The UK economy continues to limp along. The good news this week was the PMI index of manufacturing’s unexpected jump to a 16-year high. Export orders showed the strongest growth in 14 years. The survey also pointed to the first rise in employment in the sector in two years. The bad news was that in the much larger services sector, the PMI index slipped back to the lowest level since last August. Mortgage approvals also dipped for the first time since December. And a year after quantitative easing began, the money supply and bank lending are barely rising.
What the commentators said
The boost to growth seen in the manufacturing survey is likely to be temporary, said Markit’s Chris Williamson. A key one-off factor is companies replenishing stocks after running down inventories.
In a downturn, companies cut stocks, fearing a slide in demand. This has a major knock-on effect.
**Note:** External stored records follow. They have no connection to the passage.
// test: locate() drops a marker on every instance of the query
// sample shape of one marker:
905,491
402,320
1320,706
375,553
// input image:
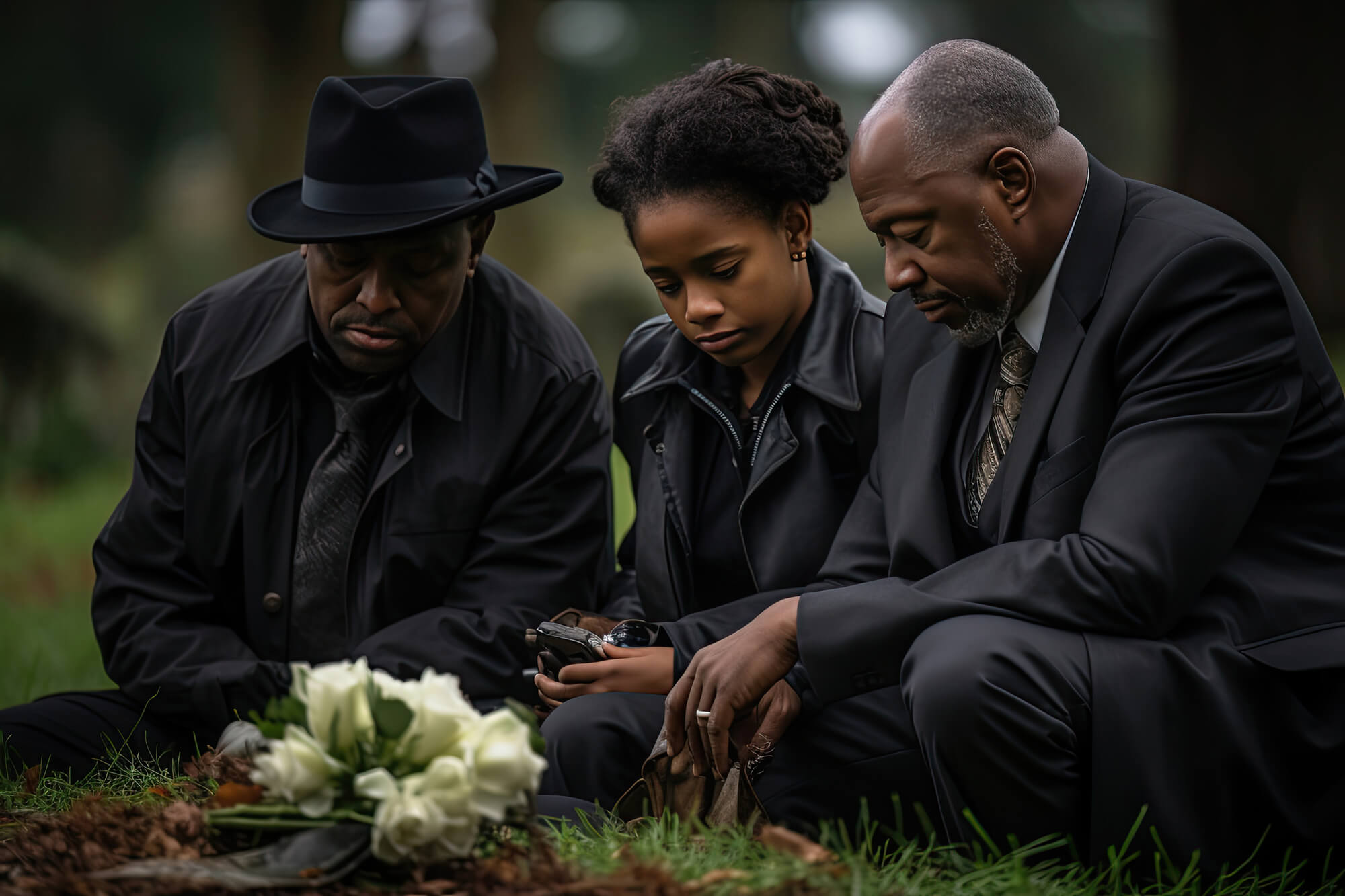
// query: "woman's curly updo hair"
736,132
If a firm typically holds five months’ stock and skips an order for a month, it cuts its overall inventory by 20%, but that represents a 100% drop in orders that month for the supplier. “It’s like those motorway hold-ups,” said Nick Louth on Money.uk.msn.com. A few drivers slow down and the braking effect “intensifies until… cars miles back are stationary”. When the process is reversed once things look up, growth gets a lift.
But for an overall recovery to be sustained, underlying demand needs to bounce back; it’s “critical that we see some increase in consumer spending”, said Peter Hooper of Deutsche Bank. But that’s unlikely since, like banks, consumers are “recuperating”, said Ian Campbell on Breakingviews. Households have started tackling their huge debt load: net consumer credit slid by almost £2bn in the second half of last year. The higher taxes and spending cuts to come, along with the weak labour market, will also drain confidence and hamper demand, said Roger Bootle of Capital Economics.
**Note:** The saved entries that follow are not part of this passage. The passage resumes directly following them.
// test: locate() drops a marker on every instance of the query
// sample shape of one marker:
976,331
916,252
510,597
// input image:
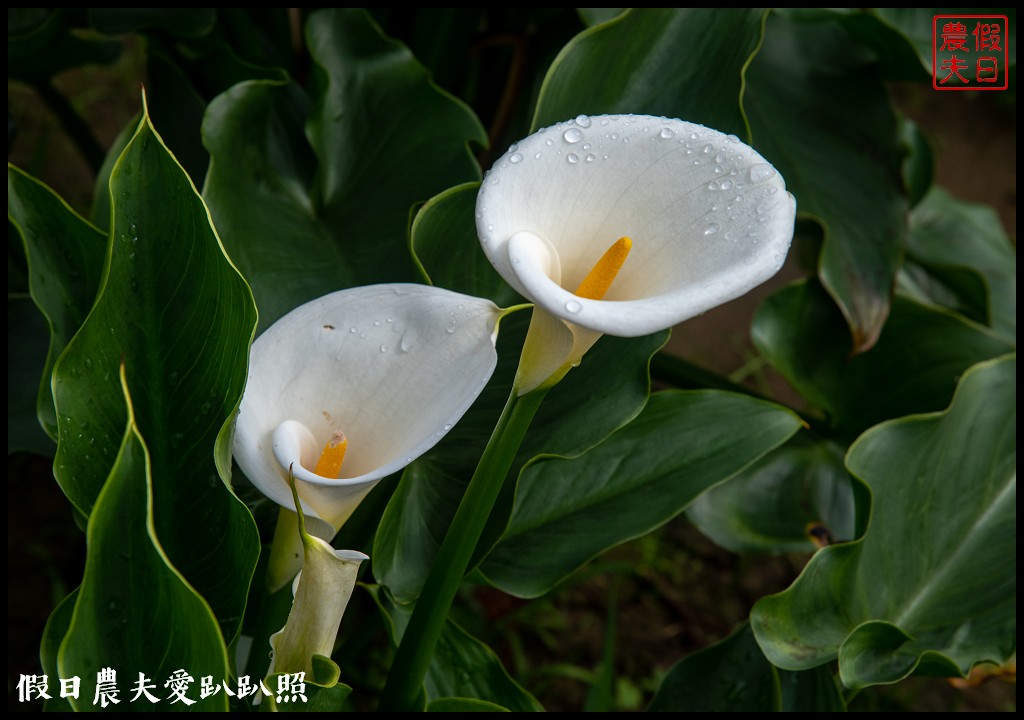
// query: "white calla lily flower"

Indeed, a double dip is all the more likely if long-term interest rates rise as global investors lose confidence in British debt. As Campbell pointed out, “unless firm action is taken” our rising public debt and poor growth mean a credit ratings downgrade is on the cards this year. There is a “real risk”, said Damian Reece in The Daily Telegraph, that we could end up in “a big fat Greek mess”.